Search code examples
spss

How to equalize the number of rows per unit in an SPSS file


I have a file with a different number of rows for every "unit", and I'd like all the units to have the same number of rows, by adding the right number of empty rows per unit in the data.

For example:

data list list/ unit serial someData.
begin data.
1 1 54
2 1 57
2 2 87
2 3 91
3 1 17
3 2 43
end data.

what i'd like to get to is this:

1 1 54  
1 2  .  
1 3  .  
2 1 57  
2 2 87  
2 3 91  
3 1 17  
3 2 43  
3 3  .  

I've worked with simple workarounds, for example casestovars => varstocases (keeping nulls), or preparing a base file with all the lines with unit names and serials, and then matching it with the data file so I end up with all the lines and all the data.
Could anyone suggest a more direct (\elegant\efficient\simple) approach? Thanks!


Solution

  • Cartesian product is what you require here.

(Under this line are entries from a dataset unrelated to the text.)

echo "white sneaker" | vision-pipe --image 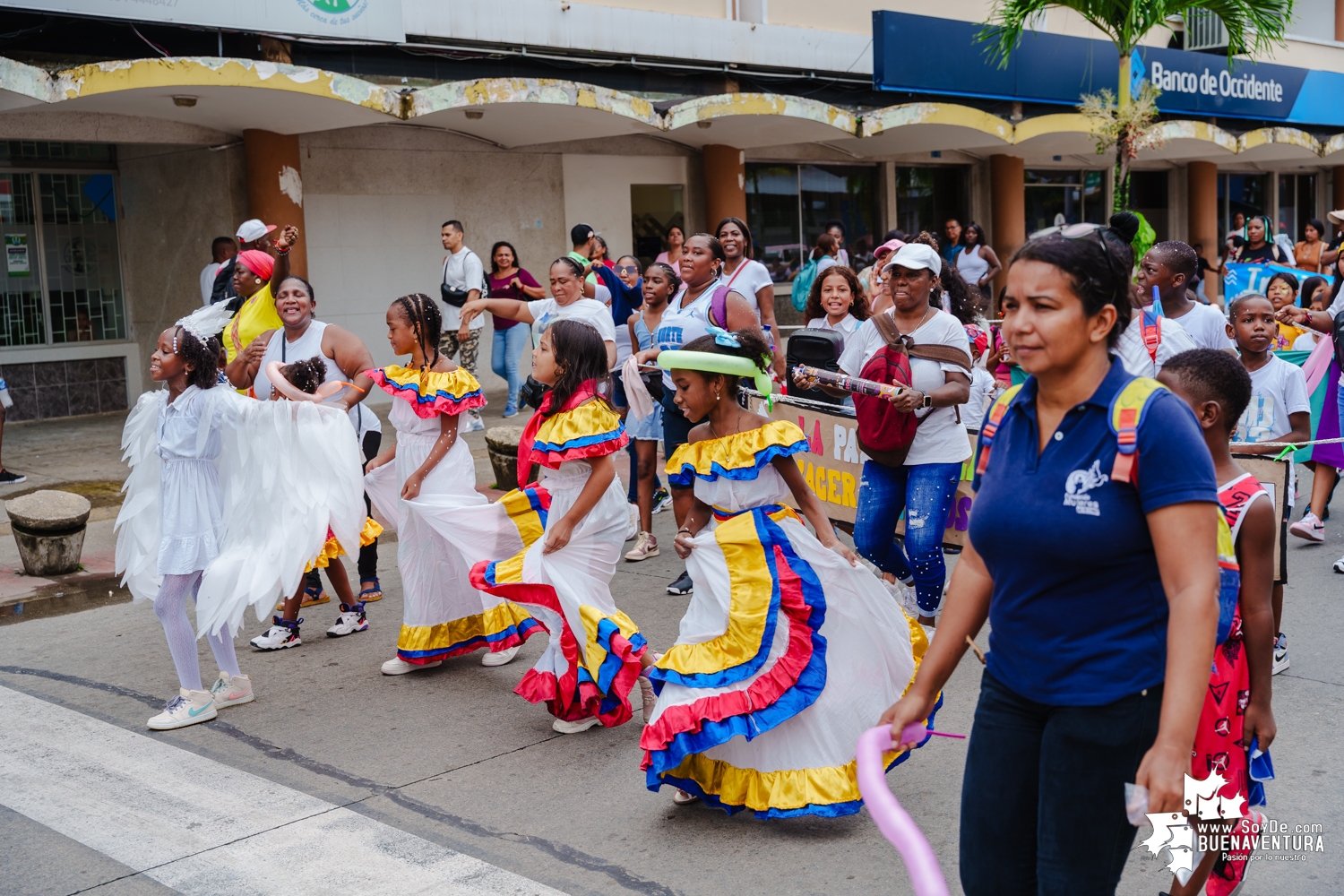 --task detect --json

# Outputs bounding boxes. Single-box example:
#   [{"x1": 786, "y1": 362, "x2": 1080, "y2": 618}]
[
  {"x1": 247, "y1": 616, "x2": 304, "y2": 650},
  {"x1": 1288, "y1": 511, "x2": 1325, "y2": 544},
  {"x1": 210, "y1": 670, "x2": 253, "y2": 710},
  {"x1": 383, "y1": 657, "x2": 444, "y2": 676},
  {"x1": 551, "y1": 716, "x2": 599, "y2": 735},
  {"x1": 148, "y1": 688, "x2": 215, "y2": 731},
  {"x1": 481, "y1": 648, "x2": 521, "y2": 667},
  {"x1": 1269, "y1": 632, "x2": 1288, "y2": 676},
  {"x1": 327, "y1": 603, "x2": 368, "y2": 638},
  {"x1": 625, "y1": 532, "x2": 659, "y2": 563}
]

    Using your example data and downloading the Custom Extension Command, you can solve as below:

    data list list/ unit serial someData.
    begin data.
    1 1 54
    2 1 57
    2 2 87
    2 3 91
    3 1 17
    3 2 43
    end data.
    DATASET NAME ds0.
    DATASET ACTIVATE ds0.
    STATS CARTPROD VAR1=unit VAR2=serial /SAVE OUTFILE="C:\Temp\dsCart".
    SORT CASES BY unit serial.
    MATCH FILES FILE=* /BY unit serial /FIRST=Primary.
    SELECT IF Primary.
    MATCH FILES FILE=* /FILE=ds0  /BY unit serial /DROP=Primary.
    EXE.
    

    I'm not sure how efficient this Custom Extension Command is so you may want to experiment with different flavours of using STATS CARTPROD. An alternative approach would be to create two datasets (left and right) with your unique unit and serial values and then process these through the STATS CARTPROD command.